If consumers want answers to these kind of questions, they should ask their board members to tell them. If the board refuses, they should be replaced with trustees who will remember they have a duty to listen and address concerns of their fellow consumers. Otherwise, there can be vast amounts of money saved by eliminating the board altogether and allowing the solely-controlled empire to continue to take shape.

The present management at Carroll Electric is quick to either spend capital or save money in response to short-term solutions. These solutions may look good on paper for the present year. But if these decisions end up costing valuable resources and capital in the future, were the decisions that were made proper? It does no good to save a penny today only to spend a dollar tomorrow. Maybe there are present employees working at Carroll Electric who are not concerned with what happens in the future.
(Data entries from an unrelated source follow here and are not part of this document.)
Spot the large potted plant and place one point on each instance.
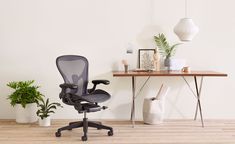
(24, 99)
(44, 111)
(165, 49)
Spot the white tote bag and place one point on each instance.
(153, 108)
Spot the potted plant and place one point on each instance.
(165, 49)
(24, 99)
(44, 111)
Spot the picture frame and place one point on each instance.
(146, 59)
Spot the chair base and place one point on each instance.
(85, 124)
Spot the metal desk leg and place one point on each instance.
(133, 102)
(200, 89)
(198, 99)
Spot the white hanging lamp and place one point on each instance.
(185, 28)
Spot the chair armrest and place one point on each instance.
(96, 82)
(71, 86)
(106, 82)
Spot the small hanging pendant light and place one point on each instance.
(186, 29)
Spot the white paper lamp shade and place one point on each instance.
(186, 29)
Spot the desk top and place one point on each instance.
(168, 73)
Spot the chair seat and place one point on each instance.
(97, 96)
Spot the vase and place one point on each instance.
(27, 114)
(174, 64)
(45, 122)
(167, 63)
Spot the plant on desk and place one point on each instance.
(44, 111)
(165, 49)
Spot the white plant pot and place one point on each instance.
(27, 114)
(45, 122)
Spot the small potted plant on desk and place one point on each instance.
(167, 51)
(44, 111)
(24, 99)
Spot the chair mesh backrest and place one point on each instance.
(74, 70)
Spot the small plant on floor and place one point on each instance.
(46, 108)
(25, 93)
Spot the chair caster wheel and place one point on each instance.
(110, 133)
(84, 138)
(58, 134)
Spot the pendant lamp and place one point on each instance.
(186, 29)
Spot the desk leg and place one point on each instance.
(133, 102)
(198, 99)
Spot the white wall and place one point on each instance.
(34, 32)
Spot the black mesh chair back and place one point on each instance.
(74, 70)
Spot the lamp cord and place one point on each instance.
(185, 4)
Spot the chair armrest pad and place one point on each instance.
(71, 86)
(106, 82)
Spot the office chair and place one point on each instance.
(74, 92)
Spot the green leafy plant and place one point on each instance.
(164, 47)
(46, 108)
(25, 93)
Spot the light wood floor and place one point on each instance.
(170, 132)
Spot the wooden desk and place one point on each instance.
(195, 74)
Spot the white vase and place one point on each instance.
(174, 64)
(45, 122)
(27, 114)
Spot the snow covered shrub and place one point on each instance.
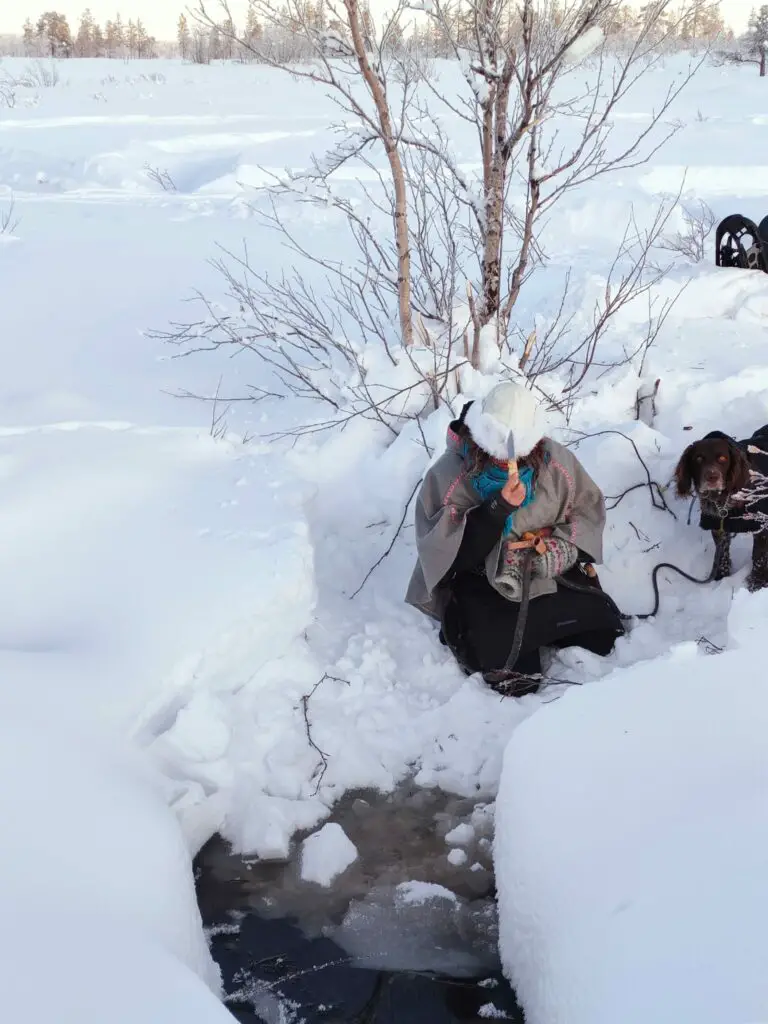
(439, 256)
(690, 242)
(39, 76)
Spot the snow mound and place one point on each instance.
(632, 825)
(327, 854)
(94, 866)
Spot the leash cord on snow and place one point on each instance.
(501, 675)
(586, 589)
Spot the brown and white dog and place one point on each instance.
(724, 473)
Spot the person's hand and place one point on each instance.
(514, 491)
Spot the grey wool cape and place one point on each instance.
(566, 499)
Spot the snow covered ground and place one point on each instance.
(185, 592)
(632, 828)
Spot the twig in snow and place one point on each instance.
(378, 562)
(709, 646)
(323, 767)
(639, 534)
(161, 177)
(654, 488)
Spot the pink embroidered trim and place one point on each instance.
(569, 501)
(450, 492)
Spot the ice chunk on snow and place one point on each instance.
(631, 864)
(585, 44)
(422, 892)
(327, 854)
(461, 836)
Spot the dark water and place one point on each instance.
(377, 946)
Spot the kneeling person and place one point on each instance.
(476, 524)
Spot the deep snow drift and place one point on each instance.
(97, 902)
(194, 593)
(632, 828)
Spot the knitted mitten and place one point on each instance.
(559, 557)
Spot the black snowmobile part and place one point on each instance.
(739, 243)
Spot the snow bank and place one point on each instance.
(97, 898)
(632, 828)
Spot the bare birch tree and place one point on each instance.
(343, 54)
(440, 285)
(542, 132)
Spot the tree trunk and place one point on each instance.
(395, 165)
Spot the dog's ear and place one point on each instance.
(684, 473)
(738, 471)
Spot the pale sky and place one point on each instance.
(160, 16)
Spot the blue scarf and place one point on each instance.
(492, 479)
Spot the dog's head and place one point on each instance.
(713, 466)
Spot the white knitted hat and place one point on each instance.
(508, 407)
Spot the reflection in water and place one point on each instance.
(407, 934)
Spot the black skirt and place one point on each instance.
(479, 625)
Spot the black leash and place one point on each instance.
(500, 676)
(587, 589)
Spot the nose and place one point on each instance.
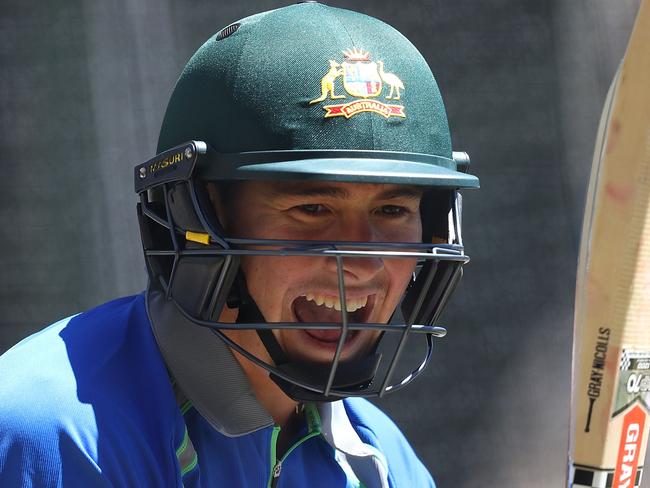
(357, 268)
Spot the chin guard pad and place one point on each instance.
(350, 376)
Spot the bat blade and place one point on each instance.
(610, 418)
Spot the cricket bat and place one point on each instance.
(610, 401)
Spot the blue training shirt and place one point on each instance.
(87, 402)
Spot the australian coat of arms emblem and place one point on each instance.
(363, 79)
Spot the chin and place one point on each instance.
(320, 346)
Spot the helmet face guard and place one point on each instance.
(196, 265)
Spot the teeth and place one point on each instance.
(352, 304)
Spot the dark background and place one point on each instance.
(83, 87)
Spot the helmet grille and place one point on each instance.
(228, 31)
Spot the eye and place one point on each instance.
(311, 208)
(393, 210)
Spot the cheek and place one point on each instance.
(400, 272)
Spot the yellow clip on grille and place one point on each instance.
(199, 237)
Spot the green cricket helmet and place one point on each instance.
(305, 92)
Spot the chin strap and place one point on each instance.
(351, 376)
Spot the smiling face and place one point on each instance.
(305, 289)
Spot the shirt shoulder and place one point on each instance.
(86, 399)
(377, 429)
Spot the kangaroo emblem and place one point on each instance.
(392, 80)
(363, 79)
(327, 83)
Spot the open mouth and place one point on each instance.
(315, 308)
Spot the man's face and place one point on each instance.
(305, 289)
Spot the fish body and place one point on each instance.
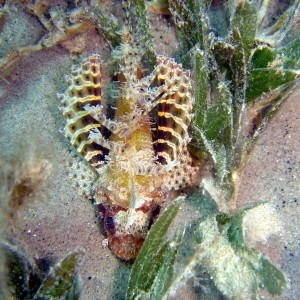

But the members who live, work and plan to remain in this community should be. Good relations with prominent, large companies that are going to have a huge impact on the local economy have already been tarnished. Entities that used to work closely with Carroll Electric for mutual benefit, including highway departments, have been disrespected. Strained relations with these organizations will create a serious hardship for operations in the future.

Co-op members should be concerned with the direction things are progressing and they should wonder if Carroll Electric is truly “looking out for you.”